Given two consecutive arrays, A and B. They look something like
int AandB[] = {a1,a2,...,am,b1,b2,...,bn};
You need to write a program that would switch the order of arrays A and B in the memory, so that B would appear before A. In our example, AandB should become
int AandB[] = {b1,b2,...,bn,a1,...,am};
What's the most efficient way to do that?
Three array reverses:
(a1 a2 a3 a4 a5 b1 b2 b3)
b3 b2 b1 a5 a4 a3 a2 a1
(b3 b2 b1)a5 a4 a3 a2 a1
b1 b2 b3 a5 a4 a3 a2 a1
b1 b2 b3(a5 a4 a3 a2 a1)
b1 b2 b3 a1 a2 a3 a4 a5
Expressed using a "rev" function that takes a start and end:
rev(AandB, 0, n+m)
rev(AandB, 0, m)
rev(AandB, m, n)
For rev (omitting types, etc. for clarity):
rev(x, i, j) {
j--; // j points to one after the subarray we're reversing
while (i < j) {
tmp = x[i];
x[i] = x[j];
x[j] = tmp;
i++;
j--;
}
}
My answer:
First, I'm assuming wlog that m<n.
Since every permutation can be decomposed into disjoint cycles, so can the permutation which takes a1,...,am,b1,..,bn to b1,..,bn,a1,...,am. And since given an index i, it is easy to calculate p(i) (assume wlog that m<n, then if i<=m, we have p(i)=n+i, if i>m we have p(i)=i-m).
We can start with AandB[i] and move its value to p(i)=j, then, take the value in AandB[j] and move it to p(j), etc. Since permutations can be decompose into disjoint cycles, we'll end up in i.
We only need to keep track of which elements did we already move. It is possible to prove that in our case, no cycle in the permutation will contain two consecutive elements of A, so I think it is enough to keep track of how many elements of A have we ordered.
Another simple option which is not as efficient is to note that
given {a1,...,am,b1,...bn}, it is possible to replace a1..am with b(n-m)..b(n), getting {b(n-m)...b(n),b(1)..b(m),a1..am}. And now by recursion, solve the same problem for the first n elements of your array. But this is probably not so efficient.
There are some more details which I omitted, but anyhow the interviewer told me that it's not the way to go, and there's some very clever solution that is also very simple.
The transformation you want to do is essentially a circular shift by n (or by m, depending on the direction of the shift).
E.g., we have 1 2 3 4 5 6 7 a b c (I use letters and numbers to separate two arrays)
During this transformation, 1 will move to the position of 4, 4 will move to 7, 7 to c, c to 3, 3 to 6, etc. Eventually, we'll return to the position 1, from which started.
So, moving one number at the time, we completed it.
The only trick is that sometimes we'll return to 1 before completing whole transformation.
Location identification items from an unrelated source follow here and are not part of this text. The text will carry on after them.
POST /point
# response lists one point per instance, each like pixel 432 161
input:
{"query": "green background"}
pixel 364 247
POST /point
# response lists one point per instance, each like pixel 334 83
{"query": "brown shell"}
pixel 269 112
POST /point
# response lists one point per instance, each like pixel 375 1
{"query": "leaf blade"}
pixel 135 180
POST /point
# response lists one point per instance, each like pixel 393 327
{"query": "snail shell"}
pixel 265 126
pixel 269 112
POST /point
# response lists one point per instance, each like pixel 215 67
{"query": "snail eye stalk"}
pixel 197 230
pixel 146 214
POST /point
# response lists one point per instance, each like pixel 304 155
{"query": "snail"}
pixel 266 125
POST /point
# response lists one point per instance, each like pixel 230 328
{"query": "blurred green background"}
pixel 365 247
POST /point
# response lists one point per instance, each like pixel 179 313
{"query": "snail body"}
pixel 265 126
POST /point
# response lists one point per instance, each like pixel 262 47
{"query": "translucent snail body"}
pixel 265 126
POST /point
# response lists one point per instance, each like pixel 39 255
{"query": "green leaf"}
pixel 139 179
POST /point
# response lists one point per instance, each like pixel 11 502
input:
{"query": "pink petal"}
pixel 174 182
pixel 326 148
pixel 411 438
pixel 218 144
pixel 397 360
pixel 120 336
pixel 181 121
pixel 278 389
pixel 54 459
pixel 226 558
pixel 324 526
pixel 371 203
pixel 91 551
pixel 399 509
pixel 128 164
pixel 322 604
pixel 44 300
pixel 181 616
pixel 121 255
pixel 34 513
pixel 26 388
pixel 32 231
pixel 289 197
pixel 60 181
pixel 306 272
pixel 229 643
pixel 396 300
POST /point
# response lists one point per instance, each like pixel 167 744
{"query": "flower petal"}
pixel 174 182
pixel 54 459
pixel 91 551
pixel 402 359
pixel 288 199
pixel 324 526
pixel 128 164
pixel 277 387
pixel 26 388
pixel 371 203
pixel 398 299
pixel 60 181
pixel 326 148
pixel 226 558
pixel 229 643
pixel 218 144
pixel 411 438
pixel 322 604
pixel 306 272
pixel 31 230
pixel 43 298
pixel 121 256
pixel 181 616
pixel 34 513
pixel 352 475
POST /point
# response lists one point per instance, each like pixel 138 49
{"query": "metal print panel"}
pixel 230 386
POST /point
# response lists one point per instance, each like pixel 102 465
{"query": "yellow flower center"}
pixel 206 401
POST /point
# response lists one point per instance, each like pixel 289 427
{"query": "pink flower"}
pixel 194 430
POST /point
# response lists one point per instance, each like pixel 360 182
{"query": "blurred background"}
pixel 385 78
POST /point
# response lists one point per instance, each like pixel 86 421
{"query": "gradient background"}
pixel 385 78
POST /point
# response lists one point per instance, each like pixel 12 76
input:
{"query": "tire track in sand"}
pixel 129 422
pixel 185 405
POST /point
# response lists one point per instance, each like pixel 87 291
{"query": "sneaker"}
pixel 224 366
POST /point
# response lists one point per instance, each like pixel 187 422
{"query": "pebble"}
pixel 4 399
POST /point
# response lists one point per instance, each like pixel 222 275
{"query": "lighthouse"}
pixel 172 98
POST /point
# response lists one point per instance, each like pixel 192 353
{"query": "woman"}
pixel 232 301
Like in the case 1 2 a b c d, the positions will be 1 -> a -> c -> 1. In this case, we'll need to start from 2 and repeat operation.
You can notice that amount of repetitions we need is a greatest common divisor of n and m.
So, the code could look like
int repetitions = GCD(n, m);
int size = n + m;
for (int i = 0; i < repetitions; ++i) {
int current_number = a[i];
int j = i;
do {
j = (j + n) % size;
int tmp = current_number;
current_number = a[j];
a[j] = tmp;
} while (j != i);
}
Greatest common divisor can be easily computed in O(logn) with well-known recursive formula.
edit
It does work, I tried in Java. I only changed data type to string for ease of representation.
String[] a = {"1", "2", "3", "4", "5", "6", "a", "b", "c"};
int n = 3;
int m = 6;
// code from above...
System.out.println(Arrays.toString(a));
And Euclid's formula:
int GCD(int a, int b) {
if (a == 0) {
return b;
}
return GCD(b % a, a);
}
Well, thinking while typing here...
I'm assuming by "in memory" you can't cheat by creating one or more new arrays, even as temporaries. I will also assume that you can have a single temporary variable (otherwise swapping contents would get really tricky).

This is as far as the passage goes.